Jones said he's continued to work hard in the offseason on his jump shot, putting up 500 to 600 shots a day after practice when he's already tired. Jones said he wouldn't leave the court until he's done making at least 300. "Jump shooting has been a big thing for me in the offseason," Jones said. "Most people come in at different times to shoot. When you shoot after practice, when your body is tired, that's more like a game situation."
> Freshman forward Raphael Akpejiori (6-8, 229), who sustained a stress reaction in his foot when practice first began on Oct. 15, is being closely monitored said Haith. As for his play, Haith said: "He is relentless on the court. I love that about him. Compared to say Dwayne Collins at the same stage, he’s got more skill set than Dwayne does. Dwayne was very raw as a freshman. [Akpejiori] has good low post moves. He has really tremendous instincts around the basket in terms of keeping balls alive. He’s not afraid of contact. He even gave the old [Dikembe] Mutombo move the other day at practice. He has all the things I love in terms of energy and enthusiasm."
> Haith said redshirt freshman forward Donnavan Kirk (6-9, 227) will definitely be in the rotation this season and play quite a bit. "He gives us athleticism in the post,'' Haith said. "He's a pretty good skill [player] too. He can make a shot 17-feet in. I think he'll be a three-point shooter before his career is over. He's a guy that's not allergic to working."
> At 6-10 and athletic 303-pounds, sophomore center Reggie Johnson can be a pretty intimidating presence on the basketball court. But could you picture him wearing shoulder pads, a helmet and standing side by side with 6-8, 355-pound freshman tackle Seantrel Henderson?

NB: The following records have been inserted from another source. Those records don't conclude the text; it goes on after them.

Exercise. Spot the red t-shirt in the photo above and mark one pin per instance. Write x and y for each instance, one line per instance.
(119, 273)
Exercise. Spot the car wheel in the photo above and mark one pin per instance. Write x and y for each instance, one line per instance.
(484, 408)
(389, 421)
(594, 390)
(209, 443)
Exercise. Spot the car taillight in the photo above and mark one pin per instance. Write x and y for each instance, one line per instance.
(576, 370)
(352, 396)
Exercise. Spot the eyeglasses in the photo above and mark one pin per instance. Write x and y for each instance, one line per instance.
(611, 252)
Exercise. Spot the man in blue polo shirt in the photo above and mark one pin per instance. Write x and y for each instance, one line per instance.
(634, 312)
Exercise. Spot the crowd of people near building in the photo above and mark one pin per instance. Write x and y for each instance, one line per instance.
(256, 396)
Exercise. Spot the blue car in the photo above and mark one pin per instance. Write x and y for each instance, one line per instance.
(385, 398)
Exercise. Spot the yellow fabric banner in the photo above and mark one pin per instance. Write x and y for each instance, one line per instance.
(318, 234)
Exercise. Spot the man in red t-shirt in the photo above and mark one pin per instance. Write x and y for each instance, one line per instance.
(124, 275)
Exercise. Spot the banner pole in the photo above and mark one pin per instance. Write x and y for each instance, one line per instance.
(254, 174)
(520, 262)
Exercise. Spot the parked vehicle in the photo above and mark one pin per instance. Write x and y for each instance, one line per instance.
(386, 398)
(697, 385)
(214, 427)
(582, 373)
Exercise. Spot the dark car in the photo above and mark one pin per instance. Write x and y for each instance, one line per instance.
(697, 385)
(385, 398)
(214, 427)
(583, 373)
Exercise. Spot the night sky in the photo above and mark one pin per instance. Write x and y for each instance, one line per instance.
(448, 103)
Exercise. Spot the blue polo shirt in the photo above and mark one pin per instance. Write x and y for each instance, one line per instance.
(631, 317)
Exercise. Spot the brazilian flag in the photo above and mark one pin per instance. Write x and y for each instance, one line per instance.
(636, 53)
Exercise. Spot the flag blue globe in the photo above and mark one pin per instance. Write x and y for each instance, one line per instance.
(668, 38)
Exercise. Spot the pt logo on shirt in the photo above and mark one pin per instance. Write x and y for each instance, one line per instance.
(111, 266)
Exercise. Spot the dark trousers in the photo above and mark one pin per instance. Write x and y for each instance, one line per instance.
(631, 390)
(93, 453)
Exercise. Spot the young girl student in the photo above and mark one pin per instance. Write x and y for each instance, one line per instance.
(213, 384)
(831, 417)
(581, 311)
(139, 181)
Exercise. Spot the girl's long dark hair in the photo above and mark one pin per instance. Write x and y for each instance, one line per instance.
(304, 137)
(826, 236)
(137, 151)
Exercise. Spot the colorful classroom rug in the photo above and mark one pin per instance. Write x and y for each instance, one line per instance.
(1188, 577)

Apparently, Hurricanes football coach Randy Shannon already has. Johnson, who held court for about 20 minutes with reporters (telling funny stories about his offseason trip to China and how he tripped and fell during his tour of the Great Wall), said Shannon has joked with him in the past about coming out for football.
"Coach always says, `Hey, big fella, come on out to the football field. You saw Jimmy Graham, right? Look where he is now: Making millions,'" Johnson said. "I'm like, `Yes, sir.'"
Johnson, who impressed at last year's ACC Tournament averaging 13.7 points, eight rebounds, and 1.7 blocks in earning Second Team all-tournament honors, probably won't ever have to do it. His basketball talents are already drawing the attention of NBA scouts. But would he try football if hoops didn't work out? "Hopefully I don't have to; I want to stick with basketball," Johnson said. "[But] If it comes about I think I would. It could be [an option]."
Johnson of course would have to get over one big issue: his fear of Shannon. "I'm afraid of coach Shannon for no reason, I don't know why," Johnson said. "He walks up, comes to my class - and even though he's not checking on me - I straighten up, raise my hand, pay attention. I can't explain it."
> Haith said Dwayne Collins, drafted 60th overall by the Suns last June, is back home in Miami. Collins was playing in the Italian basketball league top level for Pallacanestro Varese. Former Canes Jack McClinton, Rob Hite and Brian Asbury are all playing in Israel. Haith said last he heard Guillermo Diaz was playing in Puerto Rico and Anthony King was in Germany.
> Women's coach Katie Meier, whose team is bringing back its top two scorers in Shenise "Moe Moe" Johnson and Riquna "Bay Bay" Williams from a 22-14 season which ended with a runner-up in the NIT, said the biggest improvement her team has made is in the backcourt.
"The difference between this year and last year will be that when the game is on the line and there is four minutes left in the game, [Johnson and Williams] won't have played 34 minutes already and try to win the game when they're completely exhausted,'' Meier said. "There is a lot on those two kids and in end of the game situations they were pretty much spent. It's my job as a coach to give them the eight minute media rest, plus a couple more minutes in the second half so when its time to bring their A-game in the last two minutes of the game, they can do that."
> Freshman guard Krystal Saunders, a 5-8 standout from South Broward High, is one of the new additions Meier is most excited about. She said Saunders' scoring ability … particularly from three-point range -- should help spread the floor even more for Johnson and Williams to penetrate.
"Her style and our style is a great marriage," Meier said. "She's really showing up in practice."